Энже в это время гнала верхом в районный центр. Ветеринар, нужный ей для срочной консультации и помощи, готовился к докладу на исполкоме — о мероприятиях в местном зверосовхозе. Возбужденная Энже ворвалась в его кабинет как вихрь, и никакие отговорки не помогли ему — пришлось ехать.
Конечно, разведение соболей, норок и серебристых лис — дело важное: пушнина — валюта. Татария этим тоже славится. Как знать, может, и Энже доведется когда-нибудь надеть норковую шубу, но пока мысли о нарядах не очень ее занимают: ей и так прохода нет от парней. Даже солидные мужчины заглядываются на нее. Вот этот сорокалетний, старый, по ее мнению, ветеринар, покачиваясь на райсоветовском иноходце, тоже «заводит разговорчики».
— Вы на лошади выглядите настоящей аристократкой, — говорит он, заискивающе улыбаясь. — Недаром вас зовут Энже, что значит «Жемчужина».
— Вы бы лучше о телятах думали, — сухо обрывает девушка.
Он задел ее больную струнку: по деду Батталу Саидову «происхождение» у нее буржуазное. Немало попреков за это выслушала в свое время Альфия, и Энже очень волновалась на собрании, когда ее принимали в комсомол, а один парень выступил с отводом.
Какое ей дело до того, кем был ее дед, тем более что бабка и мать давным-давно порвали с ним.
«Аристократка!» — передразнивает Энже, но теперь уже сама оглядывается на ветеринара.
После того как она оборвала его, он любезничать больше не станет, а поговорить с ним о деле интересно.
— Белые норки хорошо у вас освоились? — спрашивает она.
— Да. Раньше они простужались, гибли от воспаления легких, а теперь мы устроили для них хорошие помещения. — Заговорив о работе, ветеринар сразу становится простым и славным человеком. — Характерный зверек! Может вцепиться мертвой хваткой, тогда только одно средство: нужно дунуть в нос, и моментально отскочит. У них бывает странная болезнь — начинают грызть свои лапы, хвост, живот проедают.

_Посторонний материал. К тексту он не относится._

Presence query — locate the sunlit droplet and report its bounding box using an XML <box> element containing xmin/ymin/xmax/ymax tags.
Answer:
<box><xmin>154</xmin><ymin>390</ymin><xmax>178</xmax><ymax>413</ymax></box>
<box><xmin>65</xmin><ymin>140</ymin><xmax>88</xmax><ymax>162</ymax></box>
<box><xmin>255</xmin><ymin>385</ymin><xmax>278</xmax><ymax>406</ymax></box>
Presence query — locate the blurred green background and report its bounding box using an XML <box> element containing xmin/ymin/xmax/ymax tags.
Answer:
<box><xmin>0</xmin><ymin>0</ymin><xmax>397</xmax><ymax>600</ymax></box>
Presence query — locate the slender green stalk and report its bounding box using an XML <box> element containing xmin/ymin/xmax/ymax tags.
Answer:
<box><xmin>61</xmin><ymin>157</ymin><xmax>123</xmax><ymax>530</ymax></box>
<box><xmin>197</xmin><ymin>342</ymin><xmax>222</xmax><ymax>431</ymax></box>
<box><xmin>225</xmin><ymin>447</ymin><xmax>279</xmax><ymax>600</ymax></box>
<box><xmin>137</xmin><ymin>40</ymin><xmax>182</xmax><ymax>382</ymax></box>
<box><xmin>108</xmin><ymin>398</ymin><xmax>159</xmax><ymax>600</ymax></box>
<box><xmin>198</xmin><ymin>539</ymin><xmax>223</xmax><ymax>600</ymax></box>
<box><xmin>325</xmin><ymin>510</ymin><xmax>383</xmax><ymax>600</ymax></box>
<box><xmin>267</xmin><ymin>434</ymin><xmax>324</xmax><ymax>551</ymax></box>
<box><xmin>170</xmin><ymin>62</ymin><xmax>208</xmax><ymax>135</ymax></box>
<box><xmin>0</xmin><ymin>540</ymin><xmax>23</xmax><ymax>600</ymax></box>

— Фу, какой ужас! — Энже удивлена и даже испугана. — Что это они, будто японские самураи, которые делают себе харакири?
— Рефлекс самоистребления, — с философским видом изрекает ветеринар. — Разное у них бывает: дети родителей загрызают, родители — детей. Но ведь и люди грызутся! Конечно, не в смысле физического уничтожения, особенно если речь идет о мирном времени, а морально уничтожая… И тоже не считаются с родством.
«Мы, татары, всегда уважаем родителей», — хотела возразить Энже, но ей вспомнилось, каким странно-мрачным взглядом поводил Ахмадша Низамов на своего отца. Альфия уже намекнула дочери, что старики прочат ей в мужья этого привлекательного молодого человека. Если действительно так, то они ничего лучше не могли придумать!